The difference is moving it to the AIL doesn't perturb the
transaction reservation waiting behaviour at all, and it's largely
indepedent on the log size, transaction reservation sizes, etc.

Logic might be:

	if the push target is approximately where the log grant tail
			pushing threshold should be; and
	if the AIL is empty or all the items in the AIL are > grant
			push threshold; and
	if we've got nothing else to do and will go to sleep

		issue a log force

i.e.
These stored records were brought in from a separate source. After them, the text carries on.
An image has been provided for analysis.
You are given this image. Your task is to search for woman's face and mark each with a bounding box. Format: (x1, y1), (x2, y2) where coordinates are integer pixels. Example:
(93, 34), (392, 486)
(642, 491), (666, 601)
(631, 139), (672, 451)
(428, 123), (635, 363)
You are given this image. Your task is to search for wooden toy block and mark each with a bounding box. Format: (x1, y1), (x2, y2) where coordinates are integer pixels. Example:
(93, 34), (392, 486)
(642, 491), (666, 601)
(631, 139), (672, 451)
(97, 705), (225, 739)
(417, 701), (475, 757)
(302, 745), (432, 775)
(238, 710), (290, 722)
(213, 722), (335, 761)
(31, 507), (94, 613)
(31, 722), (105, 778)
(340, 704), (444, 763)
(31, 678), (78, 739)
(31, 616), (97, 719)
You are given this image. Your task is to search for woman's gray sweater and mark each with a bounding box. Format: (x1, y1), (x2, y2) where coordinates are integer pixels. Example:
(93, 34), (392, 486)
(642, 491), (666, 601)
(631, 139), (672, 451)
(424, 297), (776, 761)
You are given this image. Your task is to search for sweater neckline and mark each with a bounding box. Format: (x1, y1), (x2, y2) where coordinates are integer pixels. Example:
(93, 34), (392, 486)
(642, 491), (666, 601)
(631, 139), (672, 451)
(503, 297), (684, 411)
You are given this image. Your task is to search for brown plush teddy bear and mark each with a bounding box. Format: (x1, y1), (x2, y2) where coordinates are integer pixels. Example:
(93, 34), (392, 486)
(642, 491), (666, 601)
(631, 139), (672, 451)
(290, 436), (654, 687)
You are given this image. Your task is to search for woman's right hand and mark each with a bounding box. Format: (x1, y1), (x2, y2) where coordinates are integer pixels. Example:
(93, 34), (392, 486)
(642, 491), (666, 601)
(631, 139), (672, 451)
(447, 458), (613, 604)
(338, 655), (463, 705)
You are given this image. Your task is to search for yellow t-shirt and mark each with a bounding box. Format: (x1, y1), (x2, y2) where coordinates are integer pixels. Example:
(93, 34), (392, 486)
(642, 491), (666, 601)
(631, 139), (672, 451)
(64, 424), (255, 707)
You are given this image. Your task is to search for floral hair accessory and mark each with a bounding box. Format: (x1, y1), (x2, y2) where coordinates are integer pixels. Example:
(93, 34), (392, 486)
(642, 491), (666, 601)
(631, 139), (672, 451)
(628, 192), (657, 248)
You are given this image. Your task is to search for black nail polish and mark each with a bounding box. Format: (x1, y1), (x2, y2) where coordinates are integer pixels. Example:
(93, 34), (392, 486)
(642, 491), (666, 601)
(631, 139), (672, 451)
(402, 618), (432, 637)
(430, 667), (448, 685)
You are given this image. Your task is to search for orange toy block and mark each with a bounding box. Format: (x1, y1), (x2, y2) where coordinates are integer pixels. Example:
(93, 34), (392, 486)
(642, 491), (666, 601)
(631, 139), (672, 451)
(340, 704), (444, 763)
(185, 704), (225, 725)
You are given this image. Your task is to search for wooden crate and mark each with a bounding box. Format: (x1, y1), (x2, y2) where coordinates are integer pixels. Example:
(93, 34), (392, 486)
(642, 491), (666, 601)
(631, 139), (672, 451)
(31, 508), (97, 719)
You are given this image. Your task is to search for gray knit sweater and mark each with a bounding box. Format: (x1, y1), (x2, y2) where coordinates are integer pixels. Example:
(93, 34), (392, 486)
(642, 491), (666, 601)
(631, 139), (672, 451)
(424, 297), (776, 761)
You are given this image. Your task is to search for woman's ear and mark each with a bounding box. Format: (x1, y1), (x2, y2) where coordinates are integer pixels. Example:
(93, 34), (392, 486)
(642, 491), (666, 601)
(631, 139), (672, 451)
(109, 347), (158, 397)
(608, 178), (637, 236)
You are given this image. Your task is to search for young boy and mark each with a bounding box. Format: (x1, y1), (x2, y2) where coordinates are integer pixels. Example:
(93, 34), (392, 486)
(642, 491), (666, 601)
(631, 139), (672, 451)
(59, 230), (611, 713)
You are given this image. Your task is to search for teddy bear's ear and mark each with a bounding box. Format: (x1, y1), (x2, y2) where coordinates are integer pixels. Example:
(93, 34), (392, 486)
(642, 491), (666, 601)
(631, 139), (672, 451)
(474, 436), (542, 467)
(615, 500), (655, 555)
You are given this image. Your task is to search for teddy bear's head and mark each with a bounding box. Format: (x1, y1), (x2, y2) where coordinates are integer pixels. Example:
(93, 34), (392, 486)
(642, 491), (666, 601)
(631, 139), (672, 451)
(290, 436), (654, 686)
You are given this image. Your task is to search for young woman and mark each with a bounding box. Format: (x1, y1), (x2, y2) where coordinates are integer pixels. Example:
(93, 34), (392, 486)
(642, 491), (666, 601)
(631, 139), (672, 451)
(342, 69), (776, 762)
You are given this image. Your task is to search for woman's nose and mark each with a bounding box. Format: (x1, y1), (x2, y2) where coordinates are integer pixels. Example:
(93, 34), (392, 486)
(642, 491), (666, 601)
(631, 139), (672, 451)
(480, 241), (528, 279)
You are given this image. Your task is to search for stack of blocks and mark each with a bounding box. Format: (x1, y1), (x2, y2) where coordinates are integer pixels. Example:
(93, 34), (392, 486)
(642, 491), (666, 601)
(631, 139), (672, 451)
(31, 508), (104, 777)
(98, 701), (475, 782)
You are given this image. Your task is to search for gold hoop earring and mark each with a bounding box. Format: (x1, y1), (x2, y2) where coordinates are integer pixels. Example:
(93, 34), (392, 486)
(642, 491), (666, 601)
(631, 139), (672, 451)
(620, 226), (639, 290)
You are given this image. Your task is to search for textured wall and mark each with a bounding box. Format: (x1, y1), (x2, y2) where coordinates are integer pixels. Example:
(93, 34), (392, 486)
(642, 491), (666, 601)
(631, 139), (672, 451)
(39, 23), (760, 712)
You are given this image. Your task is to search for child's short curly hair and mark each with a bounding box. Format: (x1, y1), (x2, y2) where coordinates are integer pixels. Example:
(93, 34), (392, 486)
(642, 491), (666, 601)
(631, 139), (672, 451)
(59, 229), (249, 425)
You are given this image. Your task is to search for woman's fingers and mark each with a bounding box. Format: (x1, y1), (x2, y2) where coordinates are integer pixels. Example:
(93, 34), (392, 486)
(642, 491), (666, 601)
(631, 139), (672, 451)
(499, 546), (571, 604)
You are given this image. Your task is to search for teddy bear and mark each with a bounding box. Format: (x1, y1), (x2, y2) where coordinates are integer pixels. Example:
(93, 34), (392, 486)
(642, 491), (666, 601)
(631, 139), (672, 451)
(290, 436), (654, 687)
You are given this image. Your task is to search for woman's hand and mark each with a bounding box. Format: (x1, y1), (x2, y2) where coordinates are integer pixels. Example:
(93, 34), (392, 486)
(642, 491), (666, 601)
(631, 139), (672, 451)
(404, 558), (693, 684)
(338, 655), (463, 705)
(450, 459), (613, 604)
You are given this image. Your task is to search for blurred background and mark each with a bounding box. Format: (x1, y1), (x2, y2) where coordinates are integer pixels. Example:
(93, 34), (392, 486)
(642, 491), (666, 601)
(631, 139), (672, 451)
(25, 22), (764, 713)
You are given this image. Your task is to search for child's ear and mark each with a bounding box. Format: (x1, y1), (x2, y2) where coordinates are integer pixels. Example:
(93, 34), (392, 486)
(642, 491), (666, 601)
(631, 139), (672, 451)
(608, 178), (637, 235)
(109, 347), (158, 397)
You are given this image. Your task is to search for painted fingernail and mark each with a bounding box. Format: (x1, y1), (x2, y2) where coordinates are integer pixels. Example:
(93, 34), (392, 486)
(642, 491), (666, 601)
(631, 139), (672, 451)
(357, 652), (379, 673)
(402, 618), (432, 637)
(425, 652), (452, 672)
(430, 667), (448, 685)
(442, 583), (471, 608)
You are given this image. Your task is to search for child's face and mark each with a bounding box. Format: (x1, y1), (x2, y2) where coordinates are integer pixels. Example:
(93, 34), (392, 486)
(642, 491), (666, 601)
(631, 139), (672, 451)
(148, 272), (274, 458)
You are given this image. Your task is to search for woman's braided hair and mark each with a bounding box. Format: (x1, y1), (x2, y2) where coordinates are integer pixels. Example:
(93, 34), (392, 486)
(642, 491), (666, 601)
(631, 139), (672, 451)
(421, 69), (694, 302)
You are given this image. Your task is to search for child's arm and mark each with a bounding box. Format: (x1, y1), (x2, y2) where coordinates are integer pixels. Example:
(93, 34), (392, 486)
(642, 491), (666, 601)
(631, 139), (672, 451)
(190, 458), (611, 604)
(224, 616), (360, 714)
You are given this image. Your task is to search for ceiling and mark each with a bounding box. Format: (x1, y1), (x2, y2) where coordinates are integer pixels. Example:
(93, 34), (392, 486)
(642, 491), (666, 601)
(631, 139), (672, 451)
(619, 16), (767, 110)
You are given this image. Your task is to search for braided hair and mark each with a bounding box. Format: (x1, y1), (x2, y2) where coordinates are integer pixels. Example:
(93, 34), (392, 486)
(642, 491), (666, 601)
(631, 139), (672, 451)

I don't think we need to put any new code into the log
reservation side of things - all the triggers we need to handle this
in the AIL are already there...

> @@ -1558,8 +1563,15 @@ xlog_grant_push_ail(
>  	 * so that it doesn't change between the compare and the set.
>  	 */
>  	last_sync_lsn = atomic64_read(&log->l_last_sync_lsn);
> -	if (XFS_LSN_CMP(threshold_lsn, last_sync_lsn) > 0)
> -		threshold_lsn = last_sync_lsn;
> +	if (XFS_LSN_CMP(threshold_lsn, last_sync_lsn) > 0) {
> +		int		flushed = 0;
> +		xfs_lsn_t	force_lsn;
> +
> +		force_lsn = xlog_assign_lsn(log->l_prev_cycle,
> +					    log->l_prev_block);
> +		__xfs_log_force_lsn(log->l_mp, force_lsn, XFS_LOG_SYNC,
> +				    &flushed, true);

__xfs_log_force_lsn() takes a CIL lsn, not a log LSN, so this
doesn't work the way you thought it does. i.e. __xfs_log_force_lsn()
pushes on the CIL first, then syncs the iclog buffers. Indeed, if
this was to be used, we wouldn't even need XFS_LOG_SYNC, because all
we need to do is start the IO on all the iclog buffers, and the log
forces do that. XFS_LOG_SYNC() only waits for them all to complete,
it doesn't change the way they are written.

Largest problme with this is that the CIL flush is a blocking
operation. Same as if we just replaced this with xfs_log_force(0)
to just push the CIL and the iclogs to disk...

Cheers,

Dave.
-- 
Dave Chinner
david@fromorbit.com